Are there any writers or specific stories that had a big influence on Atlas Alone but not on any of the other Planetfall books?
No, not that I can think of. I read several non-fiction books to research this novel, but that was to check that the things I had in mind weren’t actually ridiculous. And they weren’t, which is nice.
What about non-literary influences, such as movies, TV shows, and video games; did any of them have a big influence on Atlas Alone?
I mean, all things I consume get mulched down to form the compost from which everything I create grows, but again, I can’t point at one specific thing. What did influence my creation of the ship was a personal experience of living on board HMS Illustrious for a weekend many years ago, to visit my father when it was alongside in Portsmouth. I drew on memories of the feel of the interior far more than anything else when writing the book.
A significant amount of the book is set in immersive games that Dee is playing, and it was my own extensive LARP [live action role playing] experiences, as both player and G.M., that informed those sections more than anything else.
Now, while Atlas Alone is part of the Planetfall series, it’s also, like the other books, a stand-alone story. Why is it important for you that these books are self-contained novels?
My previous series [The Split Worlds] was five novels, all of which had to be read in a strict order or the story would suffer, and that was very stressful. Constantly having to say “please start with this one!” is tiresome in the age of social media, and maintaining attention for a series that long is hard. People are busy, and having to commit to a whole series is sometimes unappealing.
I also found that, as a reader, I missed the satisfaction of reading a novel and having a fully completed story. I wanted to give readers that feeling, regardless of where they jump into the Planetfall universe.
Having said that, what will someone get out of reading Atlas Alone after Planetfall, After Atlas, and Before Mars in order, and maybe even in rapid succession?
All of the novels are interconnected and feature the impact of a few major events that have multiple effects on society, so reading all of them in publication order will give an appreciation of how they all fit together. Though I do think that it is better to read After Atlas before Atlas Alone, due to the latter being set six months later and featuring several of the same characters. There is one significant event that happens in After Atlas that will affect the experience of reading Before Mars, but I don’t think it spoils anything whichever order those two are read in — it just changes which characters the reader may be most worried about.
So what is your plan for this series? Do you have more books in the works?

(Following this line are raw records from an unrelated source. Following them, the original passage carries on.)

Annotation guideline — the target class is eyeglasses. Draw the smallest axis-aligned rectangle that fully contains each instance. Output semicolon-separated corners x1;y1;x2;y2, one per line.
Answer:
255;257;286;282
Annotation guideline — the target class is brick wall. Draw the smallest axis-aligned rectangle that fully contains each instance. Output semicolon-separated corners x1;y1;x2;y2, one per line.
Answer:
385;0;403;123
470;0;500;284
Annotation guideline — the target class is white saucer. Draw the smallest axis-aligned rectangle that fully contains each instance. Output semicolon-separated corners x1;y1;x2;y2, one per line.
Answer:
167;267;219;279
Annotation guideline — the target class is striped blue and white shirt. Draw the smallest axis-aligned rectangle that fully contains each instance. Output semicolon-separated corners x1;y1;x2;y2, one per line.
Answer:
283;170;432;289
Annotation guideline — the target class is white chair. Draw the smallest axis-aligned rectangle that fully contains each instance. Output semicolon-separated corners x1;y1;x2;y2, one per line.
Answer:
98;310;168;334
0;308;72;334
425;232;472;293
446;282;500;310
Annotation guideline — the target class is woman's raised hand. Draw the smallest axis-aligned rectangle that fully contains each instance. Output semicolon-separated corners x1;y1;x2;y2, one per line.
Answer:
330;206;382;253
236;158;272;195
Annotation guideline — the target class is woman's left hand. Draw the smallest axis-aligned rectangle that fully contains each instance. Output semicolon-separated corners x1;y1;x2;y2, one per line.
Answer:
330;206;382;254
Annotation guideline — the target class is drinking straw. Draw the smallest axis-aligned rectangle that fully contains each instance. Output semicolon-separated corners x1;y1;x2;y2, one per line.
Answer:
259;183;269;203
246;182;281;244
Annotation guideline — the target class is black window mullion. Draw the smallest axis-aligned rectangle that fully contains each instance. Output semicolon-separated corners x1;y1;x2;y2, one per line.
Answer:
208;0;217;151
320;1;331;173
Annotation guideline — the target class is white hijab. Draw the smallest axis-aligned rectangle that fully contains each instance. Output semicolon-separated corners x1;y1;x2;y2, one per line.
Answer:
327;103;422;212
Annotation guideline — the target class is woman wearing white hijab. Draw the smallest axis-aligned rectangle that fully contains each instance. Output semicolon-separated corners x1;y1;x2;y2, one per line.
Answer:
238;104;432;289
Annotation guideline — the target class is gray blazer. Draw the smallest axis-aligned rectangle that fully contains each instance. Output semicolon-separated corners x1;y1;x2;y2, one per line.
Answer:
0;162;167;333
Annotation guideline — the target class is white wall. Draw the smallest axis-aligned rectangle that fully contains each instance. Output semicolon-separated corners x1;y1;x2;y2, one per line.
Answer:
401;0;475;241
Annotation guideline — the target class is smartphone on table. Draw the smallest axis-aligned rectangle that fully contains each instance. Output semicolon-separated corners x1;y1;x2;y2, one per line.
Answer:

I would like to write at least two more books in the series, but I am probably going to take a break from this universe first. I’ve been writing the Planetfall novels for several years now, and while I have had the opportunity to finish The Split Worlds series and also start a new one in novellas, Industrial Magic, during that time, I do think I would benefit from a break. Though I’m not able to say anything more about what I am planning at this stage, as discussions with my publishers are ongoing.
Understood. Now, going back to our Before Mars interview, at the time you said there was some interest in adapting the Planetfall books into a movie or TV show, but nothing had come of it yet. Is that still the case?
Yes, that’s still the case, and as for what is going on, the short answer is: the usual. Someone expresses interest, that interest is handled by my agent, and these things take a long time and often result in nothing happening. It is simply the nature of the Hollywood beast.
Finally, if someone enjoys Atlas Alone, and they’ve already read Planetfall, After Atlas, and Before Mars, which of your other novels would you suggest they read next?
Between Two Thorns, as that is the first novel in The Split Worlds series, the one that has to be read in order. That series is urban fantasy and very different to the Planetfall novels, but I do have lots and lots of readers who have loved both.